The train was not supposed to stop until we reached the sea but seeing the crowds lined up all the way along the track, Mr Mandela ordered an unscheduled halt at Kimberley, the first of many. The irony was lost on us all then, but by a strange coincidence, Kimberley is a town entirely created by diamond wealth, and the Kimberley Process Certification Scheme, the world watchdog on "blood diamonds", is named after it. The stones that Ms Campbell had in her handbag at that moment were nothing in comparison to the enormous gemstones which were once found in the dust in what is today the main street. Blood flowed over those too.
Mr Mandela insisted that everyone must get off and join him in greeting the throngs at the station. He was brilliant on these occasions, warm, self-deprecating and witty, and soon had the crowd roaring with laughter. Then, in his typically mischievous way, he propelled a reluctant Ms Campbell to the front. "I know you have not come just to see an old jailbird like me," he joked to the crowd. "You have really come to see the most beautiful woman in the world. It's Naomi Campbell you've turned out for." Few people in the crowd had the slightest idea who or what Naomi Campbell was, but they shouted their approval anyway. It was Jemima Khan's turn at the next stop.

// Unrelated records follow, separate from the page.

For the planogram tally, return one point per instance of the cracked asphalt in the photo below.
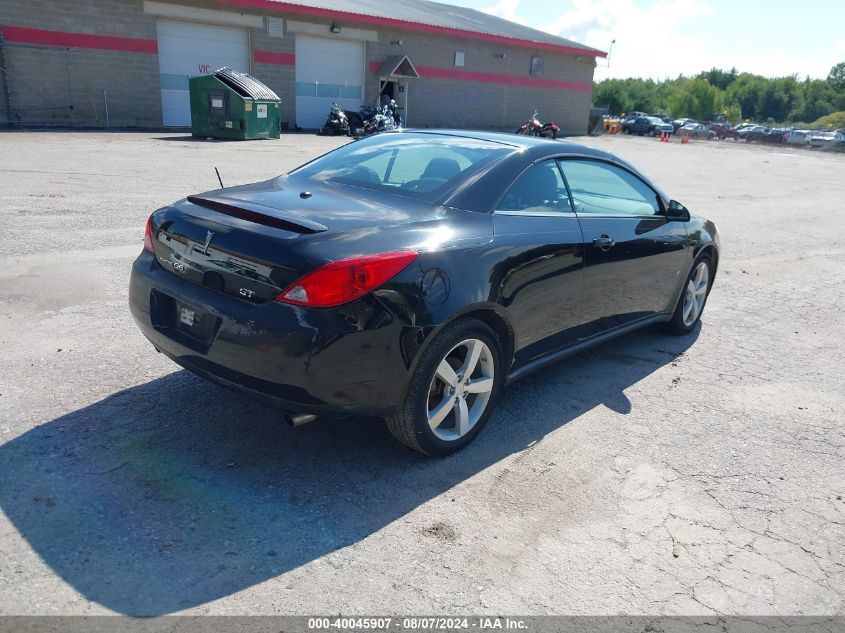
(652, 475)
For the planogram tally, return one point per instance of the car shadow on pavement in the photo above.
(174, 493)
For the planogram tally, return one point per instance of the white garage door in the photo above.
(186, 49)
(327, 70)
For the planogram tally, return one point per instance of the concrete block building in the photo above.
(126, 63)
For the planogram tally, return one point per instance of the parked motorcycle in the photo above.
(384, 119)
(337, 123)
(533, 127)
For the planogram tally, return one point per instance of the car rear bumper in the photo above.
(348, 360)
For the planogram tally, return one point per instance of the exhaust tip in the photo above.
(299, 419)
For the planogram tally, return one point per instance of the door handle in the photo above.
(604, 242)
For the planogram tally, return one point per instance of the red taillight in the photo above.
(148, 236)
(343, 281)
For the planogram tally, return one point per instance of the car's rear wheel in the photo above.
(693, 297)
(451, 394)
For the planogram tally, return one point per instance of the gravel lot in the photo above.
(651, 475)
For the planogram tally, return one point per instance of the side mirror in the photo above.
(677, 212)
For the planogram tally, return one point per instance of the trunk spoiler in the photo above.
(258, 213)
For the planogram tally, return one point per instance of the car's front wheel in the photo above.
(693, 297)
(451, 394)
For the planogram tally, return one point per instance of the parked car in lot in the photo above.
(649, 125)
(629, 120)
(697, 131)
(827, 140)
(724, 131)
(753, 133)
(412, 275)
(798, 137)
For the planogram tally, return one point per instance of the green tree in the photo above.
(695, 98)
(745, 92)
(719, 78)
(836, 78)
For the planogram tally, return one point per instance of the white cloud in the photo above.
(649, 40)
(662, 39)
(506, 9)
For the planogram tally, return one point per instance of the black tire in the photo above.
(676, 325)
(355, 122)
(410, 424)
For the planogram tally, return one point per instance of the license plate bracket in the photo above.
(184, 322)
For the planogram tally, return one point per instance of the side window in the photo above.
(540, 189)
(602, 189)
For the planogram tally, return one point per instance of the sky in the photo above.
(665, 38)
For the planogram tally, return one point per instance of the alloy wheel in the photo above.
(460, 389)
(696, 293)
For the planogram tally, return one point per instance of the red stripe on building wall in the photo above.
(268, 57)
(495, 78)
(78, 40)
(360, 18)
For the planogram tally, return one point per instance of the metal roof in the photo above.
(426, 15)
(399, 66)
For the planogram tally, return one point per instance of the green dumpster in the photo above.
(233, 105)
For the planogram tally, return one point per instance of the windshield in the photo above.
(421, 166)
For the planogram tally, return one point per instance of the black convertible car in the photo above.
(412, 275)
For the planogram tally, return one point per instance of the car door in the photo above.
(635, 258)
(540, 281)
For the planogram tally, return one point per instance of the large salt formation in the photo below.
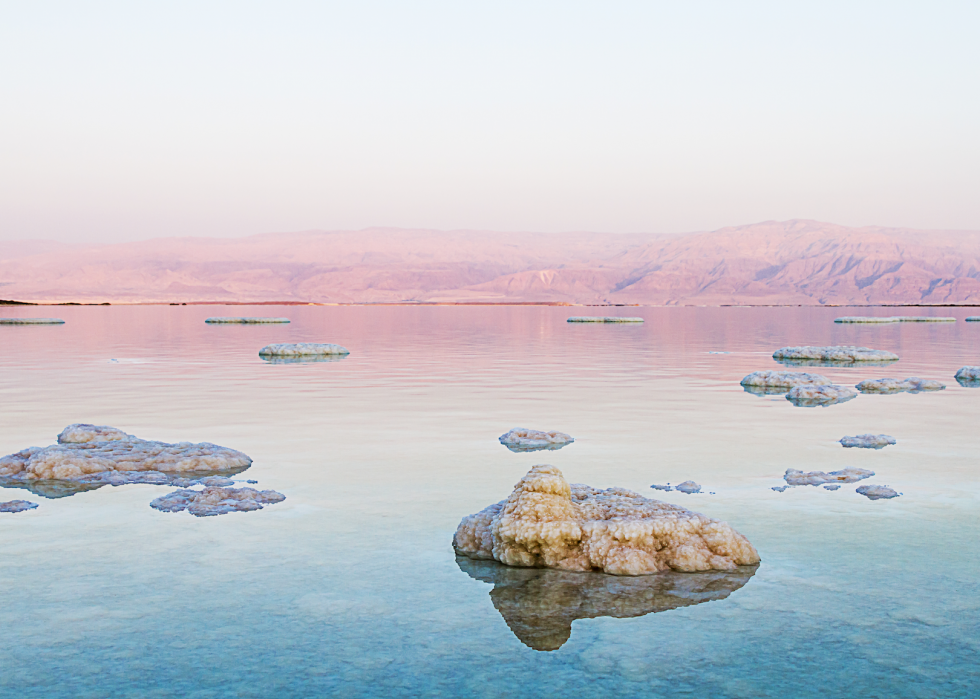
(214, 501)
(910, 385)
(523, 439)
(808, 396)
(776, 382)
(548, 523)
(540, 604)
(90, 456)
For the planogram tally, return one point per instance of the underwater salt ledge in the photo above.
(548, 523)
(522, 439)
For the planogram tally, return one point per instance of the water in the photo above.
(350, 587)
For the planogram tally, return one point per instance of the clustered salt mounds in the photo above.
(548, 523)
(540, 604)
(214, 501)
(775, 382)
(245, 321)
(847, 475)
(302, 349)
(809, 396)
(17, 506)
(31, 321)
(523, 439)
(877, 492)
(842, 354)
(868, 441)
(88, 454)
(911, 385)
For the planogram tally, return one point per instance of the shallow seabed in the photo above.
(350, 587)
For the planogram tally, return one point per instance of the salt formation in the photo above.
(245, 320)
(547, 523)
(302, 349)
(847, 475)
(540, 604)
(89, 455)
(812, 396)
(31, 321)
(910, 385)
(214, 501)
(843, 354)
(17, 506)
(774, 382)
(523, 439)
(868, 441)
(877, 492)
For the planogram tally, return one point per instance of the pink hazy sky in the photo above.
(124, 121)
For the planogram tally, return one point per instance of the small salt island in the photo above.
(548, 523)
(244, 321)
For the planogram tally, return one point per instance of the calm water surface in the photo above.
(350, 587)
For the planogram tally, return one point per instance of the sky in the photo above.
(125, 121)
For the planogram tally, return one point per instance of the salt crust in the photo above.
(868, 441)
(523, 439)
(847, 475)
(540, 604)
(877, 492)
(548, 523)
(301, 349)
(842, 353)
(214, 501)
(245, 320)
(31, 321)
(813, 396)
(911, 385)
(17, 506)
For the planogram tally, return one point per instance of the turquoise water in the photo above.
(350, 587)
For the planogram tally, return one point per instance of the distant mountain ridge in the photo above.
(788, 262)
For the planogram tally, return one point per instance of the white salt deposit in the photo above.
(813, 396)
(603, 319)
(877, 492)
(245, 320)
(868, 441)
(17, 506)
(214, 501)
(31, 321)
(910, 385)
(523, 439)
(847, 475)
(548, 523)
(842, 353)
(301, 349)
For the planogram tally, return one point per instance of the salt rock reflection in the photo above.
(540, 604)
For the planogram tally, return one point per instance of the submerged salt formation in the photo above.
(245, 320)
(814, 396)
(548, 523)
(843, 354)
(540, 604)
(910, 385)
(214, 501)
(302, 349)
(847, 475)
(90, 456)
(868, 441)
(877, 492)
(776, 382)
(17, 506)
(523, 439)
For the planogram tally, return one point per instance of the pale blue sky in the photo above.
(129, 120)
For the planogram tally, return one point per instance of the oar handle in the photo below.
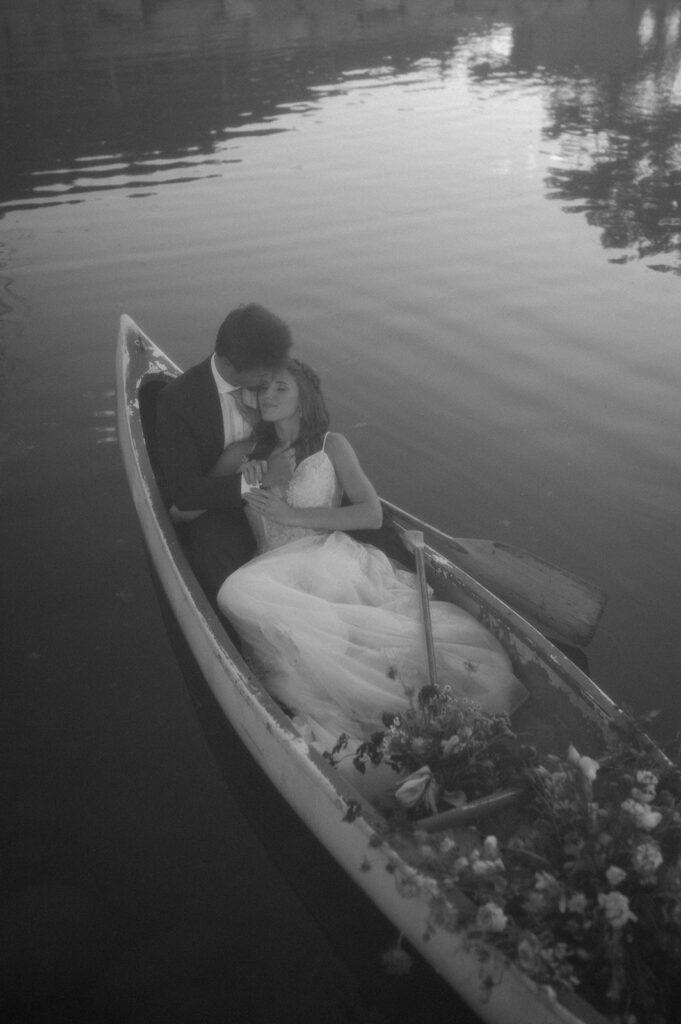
(414, 540)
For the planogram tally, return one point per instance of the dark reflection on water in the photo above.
(394, 178)
(150, 84)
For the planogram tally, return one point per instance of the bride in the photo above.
(333, 629)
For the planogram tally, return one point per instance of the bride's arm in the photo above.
(363, 512)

At what stage of the journey Ms Campbell decided to get rid of her pebbles no one now remembers clearly, but Carole White reckons it was after lunch, which probably puts it about the middle of the Free State. And this is where the tale turns more serious.
Jeremy Ractliffe, director of the Children's Fund, was the life and soul of the Children's Fund, the man who followed up through every door opened by Mr Mandela, and who was as motivated as his patron at raising money. And he was good at it – there were few people on the train who hadn't felt his long arm. Ms Campbell, who knew him slightly, sought him out and offered the diamonds to him on the basis that it was illegal for her to have them, they might help the children – and she didn't want them anyway.
Mr Ractliffe didn't want them either. If it was illegal for her, it was equally illegal for him. And being a South African, he would have known a great deal more about Charles Taylor and the suspected source of the diamonds than she did. Oddly, he took them home, put them in his safe, and never told anyone about them until last week when they became hotter than the stone in the film Blood Diamond. He now faces a police investigation, as well as questions from his fellow trustees at the fund. And the blast of publicity, following several other incidents, will make it more difficult for the various Mandela funds in the future. One advantage of old age is that Mr Mandela is probably blissfully unaware of the whole controversy.
The three women who travelled on the train that day and who have testified in the past week have all, in very different ways, made poor witnesses for the prosecution. If Mr Taylor gets off because of them, the setback to the war on blood diamonds, and the atrocities associated with it, will be too awful to contemplate.